Open Banking is a concept that refers to when a financial institution allows third parties, either financial applications or Fintech, to access the financial data of its customers and the functionalities of their bank accounts (with the consent or permission of those customers) to offer personalized financial services.

Difficulties and resistance from some users

Many people have grown up with the idea that banking should have a “secure platform,” and therefore, the financial data of its users should be guarded with the same level of rigor. This idea has created difficulties for open banking to “gain ground” in the financial world. However, some experts have observed that the lack of trust in open banking is due more to the lack of knowledge by users than not wanting to use it.
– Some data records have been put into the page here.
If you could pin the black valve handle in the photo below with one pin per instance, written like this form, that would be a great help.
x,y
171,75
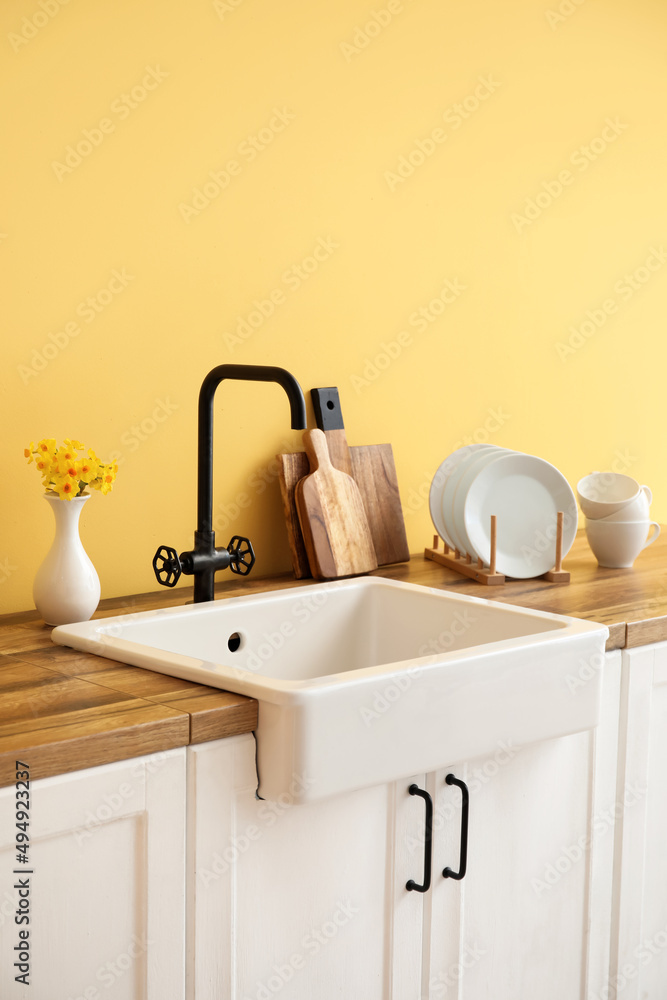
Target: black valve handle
x,y
241,555
428,838
463,856
167,566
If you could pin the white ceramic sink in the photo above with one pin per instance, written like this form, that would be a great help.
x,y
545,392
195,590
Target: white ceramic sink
x,y
367,680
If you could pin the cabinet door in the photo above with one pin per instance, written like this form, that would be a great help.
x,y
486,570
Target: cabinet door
x,y
107,889
305,901
532,916
639,942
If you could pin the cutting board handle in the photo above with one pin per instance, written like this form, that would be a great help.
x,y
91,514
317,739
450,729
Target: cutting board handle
x,y
317,450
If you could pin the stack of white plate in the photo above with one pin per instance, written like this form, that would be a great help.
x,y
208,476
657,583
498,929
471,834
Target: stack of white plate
x,y
523,491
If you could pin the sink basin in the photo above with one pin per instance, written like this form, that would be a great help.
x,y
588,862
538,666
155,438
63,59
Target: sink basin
x,y
368,680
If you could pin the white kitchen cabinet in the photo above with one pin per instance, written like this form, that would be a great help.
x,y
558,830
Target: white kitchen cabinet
x,y
532,916
308,901
311,900
107,893
639,932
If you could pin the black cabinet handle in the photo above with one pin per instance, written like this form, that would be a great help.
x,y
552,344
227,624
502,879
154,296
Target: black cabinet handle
x,y
428,839
463,857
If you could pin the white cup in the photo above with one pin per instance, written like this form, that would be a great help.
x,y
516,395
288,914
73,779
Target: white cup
x,y
604,493
635,510
616,544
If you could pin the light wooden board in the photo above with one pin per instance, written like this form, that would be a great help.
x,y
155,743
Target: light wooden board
x,y
332,517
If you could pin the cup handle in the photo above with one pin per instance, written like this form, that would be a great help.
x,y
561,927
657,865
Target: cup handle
x,y
652,538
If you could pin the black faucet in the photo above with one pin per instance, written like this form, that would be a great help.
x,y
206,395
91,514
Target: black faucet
x,y
205,559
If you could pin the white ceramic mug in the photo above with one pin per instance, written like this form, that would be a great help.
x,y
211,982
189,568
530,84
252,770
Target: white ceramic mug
x,y
603,493
616,544
636,510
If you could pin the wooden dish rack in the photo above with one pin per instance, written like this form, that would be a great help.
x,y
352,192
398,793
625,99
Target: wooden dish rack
x,y
453,559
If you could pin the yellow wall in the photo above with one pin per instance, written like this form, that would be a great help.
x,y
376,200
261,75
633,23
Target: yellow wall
x,y
343,104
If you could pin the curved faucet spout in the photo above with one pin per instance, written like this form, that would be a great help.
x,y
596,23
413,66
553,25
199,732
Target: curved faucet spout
x,y
244,373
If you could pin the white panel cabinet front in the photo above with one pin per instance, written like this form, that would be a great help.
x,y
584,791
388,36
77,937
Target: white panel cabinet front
x,y
639,940
106,883
300,901
531,917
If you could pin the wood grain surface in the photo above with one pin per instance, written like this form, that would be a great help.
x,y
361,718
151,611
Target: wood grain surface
x,y
374,472
332,517
65,710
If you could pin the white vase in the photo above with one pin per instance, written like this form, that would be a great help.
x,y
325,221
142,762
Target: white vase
x,y
66,587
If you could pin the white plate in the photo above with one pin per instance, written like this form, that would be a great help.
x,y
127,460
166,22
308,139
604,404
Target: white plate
x,y
466,480
438,483
449,491
525,493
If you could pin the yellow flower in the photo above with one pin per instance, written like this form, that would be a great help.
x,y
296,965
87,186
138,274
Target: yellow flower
x,y
65,464
64,473
47,446
65,487
86,469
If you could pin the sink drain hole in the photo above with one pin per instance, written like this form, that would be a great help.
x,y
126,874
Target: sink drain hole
x,y
234,642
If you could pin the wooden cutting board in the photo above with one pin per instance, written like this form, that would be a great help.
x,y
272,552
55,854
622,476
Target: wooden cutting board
x,y
372,468
332,517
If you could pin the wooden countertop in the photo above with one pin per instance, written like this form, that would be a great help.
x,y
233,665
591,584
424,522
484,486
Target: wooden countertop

A clear example is that five years after the launch of open banking in the UK, the FCA (Financial Conduct Authority) reports that only seven million people are active users of open banking.

Differences with traditional banking

With traditional banking, only the customer and his respective bank have access to financial data, while open banking allows the sharing of financial data with other financial service providers, which gives customers access to other more innovative and personalized financial services; within this group of financial service providers (external to traditional banking) are Fintech companies, financial apps, merchants, and some digital platforms.
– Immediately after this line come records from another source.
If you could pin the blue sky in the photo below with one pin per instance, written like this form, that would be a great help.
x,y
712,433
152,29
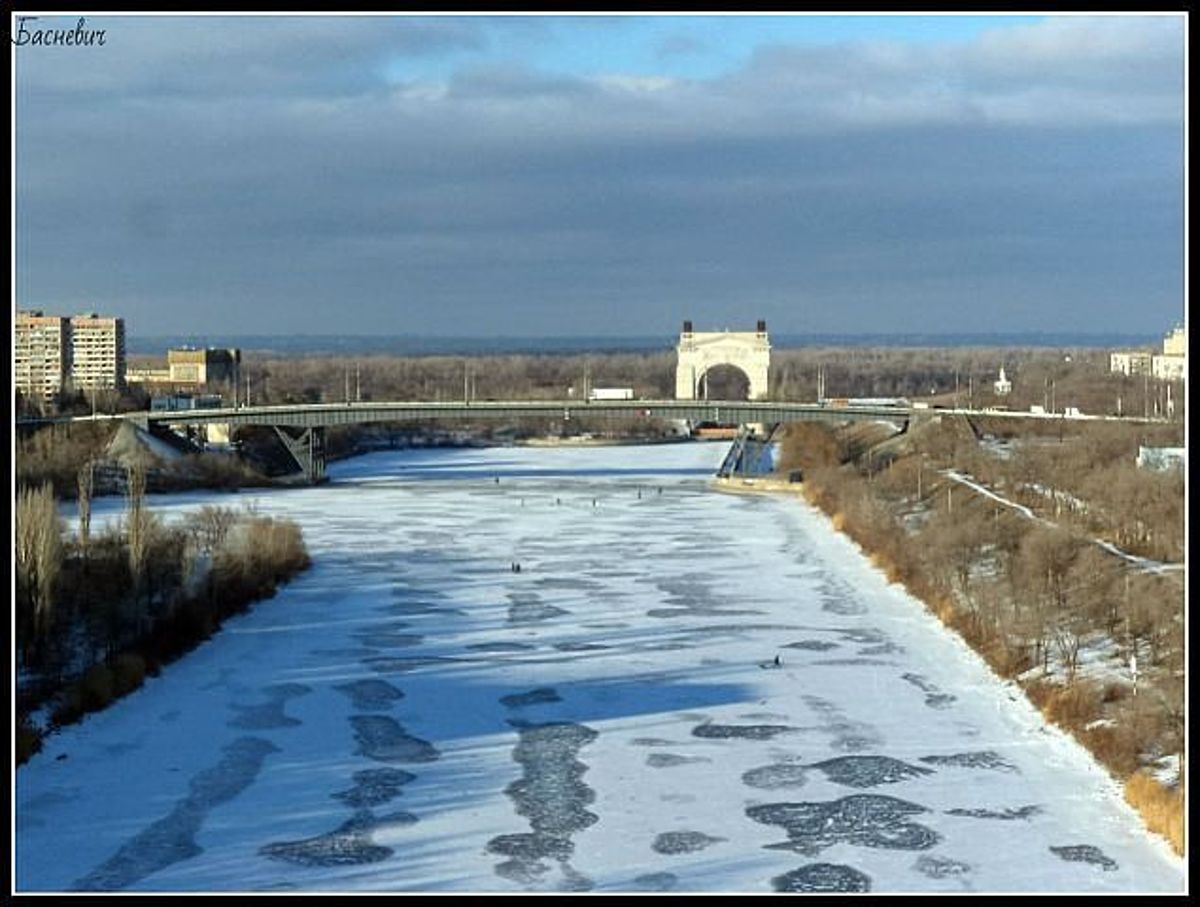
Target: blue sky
x,y
696,47
574,175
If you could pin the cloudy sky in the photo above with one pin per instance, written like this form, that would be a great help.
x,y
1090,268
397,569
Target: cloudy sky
x,y
605,175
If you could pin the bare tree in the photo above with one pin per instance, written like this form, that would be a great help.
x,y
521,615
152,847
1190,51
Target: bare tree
x,y
84,481
39,558
139,529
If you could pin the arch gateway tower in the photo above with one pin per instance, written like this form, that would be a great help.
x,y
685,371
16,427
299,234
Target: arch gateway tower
x,y
749,352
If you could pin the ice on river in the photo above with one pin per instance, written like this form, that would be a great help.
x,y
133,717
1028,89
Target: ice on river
x,y
417,714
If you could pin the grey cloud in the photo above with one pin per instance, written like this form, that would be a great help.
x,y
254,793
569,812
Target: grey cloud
x,y
870,187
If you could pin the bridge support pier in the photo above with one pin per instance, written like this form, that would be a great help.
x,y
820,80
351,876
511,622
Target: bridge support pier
x,y
748,454
307,450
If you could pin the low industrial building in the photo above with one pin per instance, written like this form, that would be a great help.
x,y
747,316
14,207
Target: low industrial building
x,y
1170,365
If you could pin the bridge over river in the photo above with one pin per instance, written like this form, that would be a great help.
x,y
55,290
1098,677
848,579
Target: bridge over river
x,y
301,426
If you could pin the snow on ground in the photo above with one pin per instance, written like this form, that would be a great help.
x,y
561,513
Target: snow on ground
x,y
1143,564
415,714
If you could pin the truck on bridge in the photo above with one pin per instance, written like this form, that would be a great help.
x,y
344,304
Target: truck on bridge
x,y
611,394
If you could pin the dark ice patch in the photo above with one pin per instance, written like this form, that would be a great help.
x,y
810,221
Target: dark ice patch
x,y
268,715
934,696
1086,853
385,665
839,598
822,877
775,776
502,647
534,697
844,606
669,760
846,734
672,842
384,739
553,798
389,638
852,662
868,770
370,695
862,820
581,647
348,845
983,758
1009,814
940,866
172,839
375,787
864,635
888,648
532,846
742,732
655,882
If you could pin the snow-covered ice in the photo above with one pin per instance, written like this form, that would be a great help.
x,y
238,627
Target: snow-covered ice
x,y
417,714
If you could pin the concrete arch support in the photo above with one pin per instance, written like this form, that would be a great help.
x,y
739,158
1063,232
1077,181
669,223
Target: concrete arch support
x,y
699,352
In the words of Chris M. Skinner, open banking is about turning data values into financial values; this means that as people spend and save money, the data about those financial transactions becomes “richer.”  Open banking aids the understanding of how money influences users’ lives, thus creating “smart” money.

Multiple financial service providers

The main characteristic of open banking is that it offers its users a wide range of new financial services, which are created by multiple providers through applications, APIs, and various digital platforms, facilitating access to credit and money management for users with a fluid and efficient interface and interaction.
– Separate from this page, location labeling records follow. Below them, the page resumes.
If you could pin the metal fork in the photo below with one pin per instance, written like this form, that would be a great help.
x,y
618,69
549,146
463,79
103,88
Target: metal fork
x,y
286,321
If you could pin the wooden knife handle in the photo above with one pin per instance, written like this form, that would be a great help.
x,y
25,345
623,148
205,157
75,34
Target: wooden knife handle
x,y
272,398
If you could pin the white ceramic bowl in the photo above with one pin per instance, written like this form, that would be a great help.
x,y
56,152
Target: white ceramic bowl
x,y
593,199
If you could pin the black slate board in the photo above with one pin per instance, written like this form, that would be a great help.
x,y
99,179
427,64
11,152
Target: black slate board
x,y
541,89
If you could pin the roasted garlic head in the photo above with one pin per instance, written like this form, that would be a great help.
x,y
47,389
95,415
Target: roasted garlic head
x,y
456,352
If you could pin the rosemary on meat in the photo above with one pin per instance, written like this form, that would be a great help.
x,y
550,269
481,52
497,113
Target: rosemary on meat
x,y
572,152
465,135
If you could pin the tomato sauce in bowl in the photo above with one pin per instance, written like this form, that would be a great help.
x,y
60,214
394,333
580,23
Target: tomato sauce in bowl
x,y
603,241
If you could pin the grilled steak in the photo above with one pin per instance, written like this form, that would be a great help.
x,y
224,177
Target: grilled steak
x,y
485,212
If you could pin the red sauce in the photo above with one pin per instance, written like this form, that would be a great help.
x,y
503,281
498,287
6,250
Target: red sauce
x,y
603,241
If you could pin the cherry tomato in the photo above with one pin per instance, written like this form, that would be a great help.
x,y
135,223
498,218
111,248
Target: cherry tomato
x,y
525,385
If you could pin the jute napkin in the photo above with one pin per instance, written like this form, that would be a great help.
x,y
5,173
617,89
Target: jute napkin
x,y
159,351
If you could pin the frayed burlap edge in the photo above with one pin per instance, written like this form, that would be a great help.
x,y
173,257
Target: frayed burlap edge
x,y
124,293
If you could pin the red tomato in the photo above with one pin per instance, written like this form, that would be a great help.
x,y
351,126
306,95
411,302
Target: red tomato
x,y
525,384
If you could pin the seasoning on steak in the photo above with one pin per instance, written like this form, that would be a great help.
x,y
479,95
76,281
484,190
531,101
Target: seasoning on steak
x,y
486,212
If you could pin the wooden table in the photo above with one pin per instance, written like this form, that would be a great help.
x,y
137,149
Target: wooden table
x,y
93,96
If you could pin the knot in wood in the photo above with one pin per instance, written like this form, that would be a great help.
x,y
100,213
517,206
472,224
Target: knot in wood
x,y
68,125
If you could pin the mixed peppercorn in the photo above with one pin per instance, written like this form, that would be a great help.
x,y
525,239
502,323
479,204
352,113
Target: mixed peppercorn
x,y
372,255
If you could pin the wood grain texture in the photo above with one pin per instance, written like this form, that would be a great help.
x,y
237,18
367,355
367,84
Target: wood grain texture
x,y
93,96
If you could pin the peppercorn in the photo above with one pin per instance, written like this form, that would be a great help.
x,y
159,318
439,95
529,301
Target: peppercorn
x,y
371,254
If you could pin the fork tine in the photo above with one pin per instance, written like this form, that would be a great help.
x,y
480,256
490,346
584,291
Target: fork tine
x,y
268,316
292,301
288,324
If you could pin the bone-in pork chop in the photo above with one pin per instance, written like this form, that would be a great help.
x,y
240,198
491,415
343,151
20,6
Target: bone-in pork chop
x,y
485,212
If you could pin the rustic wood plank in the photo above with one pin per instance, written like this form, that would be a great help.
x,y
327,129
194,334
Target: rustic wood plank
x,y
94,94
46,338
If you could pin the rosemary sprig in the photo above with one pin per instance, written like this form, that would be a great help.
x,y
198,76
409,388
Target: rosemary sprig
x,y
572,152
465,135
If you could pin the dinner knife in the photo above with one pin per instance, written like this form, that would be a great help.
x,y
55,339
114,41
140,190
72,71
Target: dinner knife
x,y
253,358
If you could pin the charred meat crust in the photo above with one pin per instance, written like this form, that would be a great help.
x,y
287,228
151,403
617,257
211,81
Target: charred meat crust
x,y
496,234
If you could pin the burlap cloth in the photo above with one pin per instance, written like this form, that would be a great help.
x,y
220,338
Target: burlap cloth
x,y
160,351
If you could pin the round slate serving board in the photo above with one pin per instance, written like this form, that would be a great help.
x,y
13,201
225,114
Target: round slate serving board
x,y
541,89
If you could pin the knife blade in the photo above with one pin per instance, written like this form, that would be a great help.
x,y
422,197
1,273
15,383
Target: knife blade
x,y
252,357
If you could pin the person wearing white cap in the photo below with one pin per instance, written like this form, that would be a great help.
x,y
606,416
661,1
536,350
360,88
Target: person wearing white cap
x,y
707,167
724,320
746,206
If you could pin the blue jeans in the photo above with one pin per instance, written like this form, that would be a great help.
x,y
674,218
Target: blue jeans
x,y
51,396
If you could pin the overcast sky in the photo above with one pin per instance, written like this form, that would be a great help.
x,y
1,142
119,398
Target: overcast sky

Financial data in exchange for better services

Open banking requests its user’s data in exchange for providing better service because, through technology, the necessary information is collected, thus enabling the enriching of the data and obtaining a higher knowledge of customers’ financial behavior through automatic learning, which translates into a faster and simpler way of providing customers with offers, credit, and other more personalized financial services.

Financial inclusion

Financial inclusion is another factor that characterizes open banking since by having multiple financial service providers and having the capacity to exchange its clients’ financial data (with a wide variety of providers), open banking can provide more people with access to digital financial tools, which translates into the possibility of offering credit loans and other financial services to people or company that previously did not have access to such services or benefits; this allows for greater financial inclusion, which improves the quality of life of the general population.

Security

Security is an essential factor when it comes to financial services, especially when it comes to customers’ financial data.  On this point, open banking is distinguished by seeking a high level of security, which has been evolving as technology advances, and, above all, by following the guidelines set by different regulatory bodies, which allows the existence of several procedures that protect users and their financial data against possible losses and fraud.

Importantly, in open banking, users have control over access to their financial data and can choose which aspects of that data they wish to share. Users can select with whom to share their data and when to stop sharing it.

However, as mentioned earlier, one of the main obstacles to open banking is the feeling that some people have of a “lack of security and privacy” about their personal information, a problem often associated with its very name (open banking). Because of this, Chris M. Skinner mentions that it would be best to call open banking “smart banking” or “smart money” so that new users can accept it.